His goal-kicking reliability was such he was seen as a natural replacement for Naas Botha by Northern Transvaal when the legendary fly half retired in the early nineties, before moving on to Natal four years ago.

He lost his regular place in their side when French play-maker Thierry Lacroix joined them following the World Cup and since another switch to Border six months ago that knee trouble has largely kept him out of action.

On the evidence of Friday evening, though, reinforcements can't come soon enough for Scotland's injury-blighted professional teams, Glasgow Caledonians being left with cause for further concern with Gareth Flockhart and Tom Smith the latest to need treatment.

Smith suffered a heavy knock to his knee leaving him doubtful for this week's meeting with Connacht at Bridgehaugh, but there is even more worry over Flockhart who was, last night, waiting to find out if his ankle is broken.

Those were injuries added to insult for Glasgow Caledonians who were beaten 32-15 by Ulster, a province beaten home and away in last season's European Cup by pre-merger Glasgow district.

Much has been made of the improvements to Ulster's squad in the interim, but, for their part, Glasgow should hardly have been hampered by their recruitment of the pick of the Caledonia Reds squad, including internationalists Stewart Campbell, Stuart Grimes, Gordon Simpson, Derrick Patterson and Rowen Shepherd as well as Smith, all of whom were available for the Ulster match.

Their performance in Belfast left coach Keith Robertson almost foaming at the mouth in the immediate aftermath, calming down sufficiently to suggest his players must ''decide now whether we want this hard enough.''

It was a similar tale on the other side of the Irish border where Edinburgh Reivers lost 27-22 to Munster, leaving their coach, Ian Rankin, to suspect his men might have underestimated the opposition.

The general inclination has been to reserve judgment on these two new sides as the coaches bid, in each case, to bring the elite members of two together. However, the SRU's insistence on their being referred to as superteams has, so far, been somewhat unfortunate, with only a single win in eight matches between them so far.

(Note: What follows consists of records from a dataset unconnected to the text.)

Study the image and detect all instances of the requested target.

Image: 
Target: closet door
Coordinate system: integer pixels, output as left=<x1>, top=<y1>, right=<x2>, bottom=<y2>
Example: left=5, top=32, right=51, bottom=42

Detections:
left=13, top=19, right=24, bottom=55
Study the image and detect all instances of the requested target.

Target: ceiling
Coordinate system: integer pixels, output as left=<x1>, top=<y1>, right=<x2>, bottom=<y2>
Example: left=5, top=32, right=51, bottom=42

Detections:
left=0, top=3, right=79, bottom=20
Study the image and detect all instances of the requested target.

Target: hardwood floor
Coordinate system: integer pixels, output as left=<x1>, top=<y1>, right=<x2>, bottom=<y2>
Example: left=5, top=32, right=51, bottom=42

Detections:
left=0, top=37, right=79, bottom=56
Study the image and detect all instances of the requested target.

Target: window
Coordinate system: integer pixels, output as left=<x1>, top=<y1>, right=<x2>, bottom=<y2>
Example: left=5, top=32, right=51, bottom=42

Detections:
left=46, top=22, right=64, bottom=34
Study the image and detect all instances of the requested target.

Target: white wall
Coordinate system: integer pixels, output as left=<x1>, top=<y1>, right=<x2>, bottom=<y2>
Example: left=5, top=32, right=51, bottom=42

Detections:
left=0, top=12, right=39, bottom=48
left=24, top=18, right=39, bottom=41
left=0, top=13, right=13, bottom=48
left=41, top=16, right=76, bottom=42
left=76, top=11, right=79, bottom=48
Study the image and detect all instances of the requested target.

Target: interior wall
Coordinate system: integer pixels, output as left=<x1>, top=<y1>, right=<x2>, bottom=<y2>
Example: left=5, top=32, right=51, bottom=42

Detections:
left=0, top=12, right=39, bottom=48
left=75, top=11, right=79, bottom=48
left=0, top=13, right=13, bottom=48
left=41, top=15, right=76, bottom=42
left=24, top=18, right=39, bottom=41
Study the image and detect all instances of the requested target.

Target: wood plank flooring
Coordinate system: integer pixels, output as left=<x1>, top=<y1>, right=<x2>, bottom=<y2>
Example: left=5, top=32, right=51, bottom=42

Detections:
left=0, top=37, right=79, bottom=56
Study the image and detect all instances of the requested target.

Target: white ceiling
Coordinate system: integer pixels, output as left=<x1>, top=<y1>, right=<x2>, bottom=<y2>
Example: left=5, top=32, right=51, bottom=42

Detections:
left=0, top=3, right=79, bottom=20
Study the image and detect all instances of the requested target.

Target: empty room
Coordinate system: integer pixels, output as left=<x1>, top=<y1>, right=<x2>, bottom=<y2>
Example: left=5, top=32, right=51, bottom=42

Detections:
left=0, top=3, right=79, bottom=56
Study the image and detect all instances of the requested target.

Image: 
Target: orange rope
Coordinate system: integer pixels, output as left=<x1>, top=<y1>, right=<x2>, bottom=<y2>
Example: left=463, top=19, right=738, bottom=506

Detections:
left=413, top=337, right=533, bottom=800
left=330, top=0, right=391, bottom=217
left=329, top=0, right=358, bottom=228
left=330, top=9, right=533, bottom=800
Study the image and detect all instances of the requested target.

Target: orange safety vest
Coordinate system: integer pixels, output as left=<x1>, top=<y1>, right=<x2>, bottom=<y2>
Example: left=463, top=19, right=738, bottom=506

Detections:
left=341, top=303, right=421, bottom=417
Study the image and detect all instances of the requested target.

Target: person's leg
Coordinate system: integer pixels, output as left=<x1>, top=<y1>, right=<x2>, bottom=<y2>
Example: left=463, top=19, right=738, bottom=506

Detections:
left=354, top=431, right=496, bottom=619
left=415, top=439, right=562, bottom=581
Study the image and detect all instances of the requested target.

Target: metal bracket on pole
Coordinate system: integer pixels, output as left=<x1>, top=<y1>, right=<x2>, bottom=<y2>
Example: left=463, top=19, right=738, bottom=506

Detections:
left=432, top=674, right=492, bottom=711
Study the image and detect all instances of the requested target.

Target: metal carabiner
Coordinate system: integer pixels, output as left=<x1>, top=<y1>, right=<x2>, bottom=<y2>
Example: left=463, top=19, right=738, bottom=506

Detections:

Certainly, we must all acknowledge it is time for the excuses to end, and, as Robertson put it, for ''the guys to take a good look at themselves in the mirror and decide where they are at.''

Admittedly, the quality of opposition in their early matches was initially of an exceptionally high standard. However, both sides were confidently expected to win in Ireland and those defeats will be interpreted in some quarters as proof the mergers of the districts have failed.

It is still too early to make any such assessment, but it must be remembered national director of rugby Jim Telfer and the majority of his coaching staff were not in favour of reducing the number of teams from four to two.

Indeed, one leading figure in the game suggested to me that the SRU would have been better served by increasing the number of districts to five or six.

By fielding only two sides there was a real danger, he suggested, of creating a comfort zone, with the presence of so few professional players leaving them feeling almost automatically guaranteed of involvement in Scotland or Scotland A squads.

The criticism they are now coming in for should, though, create much more of a discomfort zone to which, hopefully, they will react the right way.